Tsukiji Fish Market

The Tsukiji Fish Market is the biggest wholesale fish and seafood market in the world and also one of the largest wholesale food markets of any kind. Every year it handles half-a-million tonnes of seafood and generates more than $20 billion in revenue. 


The market is also a major attraction for foreign visitors –  which is actually going to be its downfall !

The “inner market” (jōnai-shijō) is the licensed wholesale market, where the auctions and most of the processing of the fish take place, and where licensed wholesale dealers (around 900 of them) operate small stalls. 


The market handles more than 400 different types of seafood from seaweed to the most expensive caviar, huge tuna and controversial whales.


After the auctions end around 7am the purchased fish is either loaded onto trucks to be shipped to the next destination or on small carts and moved to the many shops inside the market. 

There the shop owners cut and prepare the products for retail. In case of large fish, for example tuna and swordfish, cutting and preparation is elaborate. 


Frozen tuna and swordfish are often cut with large band saws, and fresh tuna is carved with extremely long knives (some well over a meter in length) called oroshi-hōchō, maguro-bōchō, or hanchō-hōchō.

The “outer market” (jōgai-shijō) is a mixture of wholesale and retail shops that sell Japanese kitchen tools, restaurant supplies, groceries, and seafood, and many restaurants, especially sushi restaurants. 

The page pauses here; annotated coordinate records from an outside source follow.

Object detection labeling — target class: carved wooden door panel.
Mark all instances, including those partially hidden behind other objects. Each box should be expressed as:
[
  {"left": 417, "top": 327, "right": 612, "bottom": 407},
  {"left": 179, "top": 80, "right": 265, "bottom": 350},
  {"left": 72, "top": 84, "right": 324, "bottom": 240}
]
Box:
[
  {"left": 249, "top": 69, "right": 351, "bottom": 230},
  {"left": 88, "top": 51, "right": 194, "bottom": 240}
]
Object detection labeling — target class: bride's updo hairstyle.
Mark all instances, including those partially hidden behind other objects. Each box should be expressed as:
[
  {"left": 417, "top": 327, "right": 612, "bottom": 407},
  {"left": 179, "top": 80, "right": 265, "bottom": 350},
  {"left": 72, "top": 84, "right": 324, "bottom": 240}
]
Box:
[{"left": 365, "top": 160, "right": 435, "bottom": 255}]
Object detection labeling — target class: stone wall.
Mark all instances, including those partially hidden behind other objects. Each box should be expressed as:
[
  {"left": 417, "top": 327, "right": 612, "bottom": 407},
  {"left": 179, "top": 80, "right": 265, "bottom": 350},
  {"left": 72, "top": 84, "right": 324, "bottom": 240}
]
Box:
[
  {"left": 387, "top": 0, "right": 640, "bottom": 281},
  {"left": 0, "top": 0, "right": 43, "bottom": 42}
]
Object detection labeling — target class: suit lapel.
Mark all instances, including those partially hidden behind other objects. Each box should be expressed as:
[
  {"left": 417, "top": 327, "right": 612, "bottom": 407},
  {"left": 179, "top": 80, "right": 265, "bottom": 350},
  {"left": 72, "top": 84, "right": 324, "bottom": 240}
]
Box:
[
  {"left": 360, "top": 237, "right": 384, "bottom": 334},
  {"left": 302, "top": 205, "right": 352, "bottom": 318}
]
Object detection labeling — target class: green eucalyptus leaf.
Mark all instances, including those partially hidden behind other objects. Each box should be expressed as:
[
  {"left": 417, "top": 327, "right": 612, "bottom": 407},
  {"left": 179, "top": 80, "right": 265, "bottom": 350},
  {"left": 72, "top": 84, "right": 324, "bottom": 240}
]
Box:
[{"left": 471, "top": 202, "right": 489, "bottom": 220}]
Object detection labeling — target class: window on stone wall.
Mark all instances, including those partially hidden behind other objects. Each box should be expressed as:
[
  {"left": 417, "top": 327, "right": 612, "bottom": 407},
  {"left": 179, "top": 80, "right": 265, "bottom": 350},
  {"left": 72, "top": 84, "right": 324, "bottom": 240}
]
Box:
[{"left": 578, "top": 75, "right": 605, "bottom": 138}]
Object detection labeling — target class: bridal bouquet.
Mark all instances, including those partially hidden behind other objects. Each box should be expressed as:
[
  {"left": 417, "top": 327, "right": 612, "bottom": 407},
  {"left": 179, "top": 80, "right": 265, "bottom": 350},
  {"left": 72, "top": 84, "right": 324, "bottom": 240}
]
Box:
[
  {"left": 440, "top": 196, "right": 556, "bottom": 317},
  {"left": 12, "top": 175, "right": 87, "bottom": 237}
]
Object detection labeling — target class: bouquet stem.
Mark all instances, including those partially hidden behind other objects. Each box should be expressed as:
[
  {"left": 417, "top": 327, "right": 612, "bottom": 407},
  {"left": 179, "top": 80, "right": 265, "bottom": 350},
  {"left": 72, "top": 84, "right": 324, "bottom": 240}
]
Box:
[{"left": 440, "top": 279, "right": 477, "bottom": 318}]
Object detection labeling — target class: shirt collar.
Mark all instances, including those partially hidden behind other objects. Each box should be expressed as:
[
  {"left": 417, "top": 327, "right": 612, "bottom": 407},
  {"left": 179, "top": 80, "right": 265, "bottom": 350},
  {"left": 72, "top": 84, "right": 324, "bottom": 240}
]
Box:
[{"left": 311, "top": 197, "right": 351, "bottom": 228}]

The Great Kantō earthquake on September 1, 1923, devastated much of central Tokyo, including the Nihonbashi fish market. In the aftermath of the earthquake, the market was relocated to the Tsukiji district and, after the construction of a modern market facility was completed in 1935, the fish market began operations.  The Tsukiji Fish Market is a famous landmark in Tokyo, and has been in the same spot for eight decades, however this is soon to end.   Despite being spread over 20 hectares, the old facility is congested and crowded.  In the next few years Tsukiji will sadly be moved out of the city to a new site on in Tokyo bay.